It's late afternoon on a Thursday and the sun is shining effortlessly behind a smattering of ominous grey clouds, forcing a sharp, silver lining to glisten, ironically, around each silhouette. My dog stretches out deliciously on the back porch, drinking in the warm interludes beating down on his soft, shiny coat. I inhale deeply, taking in the simplicity of the moment. Jealous of his ability to enjoy this fragment of time in its purest state.
Although I've never been shy about my struggle with depression, lately, it feels as if the familiar sinking gloom has forgone its typical manifestation- bubbling up from deep inside of me, seeping into my thoughts, mannerisms and habits as if product of a flu. Instead, however, this time, it seems to be external, contextual, percolating deep into my bones from a peripheral source that cannot be avoided.
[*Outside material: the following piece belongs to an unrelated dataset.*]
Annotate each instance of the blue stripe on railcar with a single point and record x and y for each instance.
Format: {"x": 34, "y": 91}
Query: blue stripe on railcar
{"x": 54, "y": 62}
Everywhere I go and everything I do I'm consumed by this relentless concrete funnel of shit barreling towards me at an unforgiving speed. It's on my phone, in the subway stations, on the screens that now lazily decorate large wooded panels in restaurants once tempting its confines to be filled with art or space. It litters my Twitter and Facebook feeds, scraping at my eyes, begging for my ears, for all of me to submit and intake this onslaught of tragedy our world quietly curates for us in the deafening silence of the internet.
I feel frozen and helpless, my head filled with the piercing words of others so quick to attack, barrelling through an argument with their angry fingers tap, tap, tapping, daring to be cutting from the comforts of their home, hidden behind the alluring glare of the computer screen and the ignorant ability to shut down when faced with opposition too strong to wriggle out from.
With every screaming voice is another, overlapping, overdoing, overcompensating, unable to truly articulate how to improve, how to love, how to solve. Just noise, loud, putrid, corrosive, painful noise without anything to show for itself but some shitty online petition. How can we believe we're indulging in freedom of speech if no one's truly listening to what anyone has to say?
And when did we forget how important it is to focus on the wonder and beauty we have in the world? When did that become so much less important? How can we knowingly continue to battle the wrong if we have no idea what's left that's right? At times, it feels indulgent to celebrate the splendor when tragedy is all-encompassing and increasingly profound. But if we let the dark and dank take over, weigh us down until all we have left are our mouldy little fingers, tap, tap, tapping, we'll forget that, that splendor is the reason that we're here.
That splendor is what we're fighting for, and if we don't know it, we'll never find it. And instead, we'll lay lifeless, battered and bruised by the never-ending calamities of the world too overwhelmed to even choose a cause to represent. Deaf from the screams, blind from the screens, silent from the stings.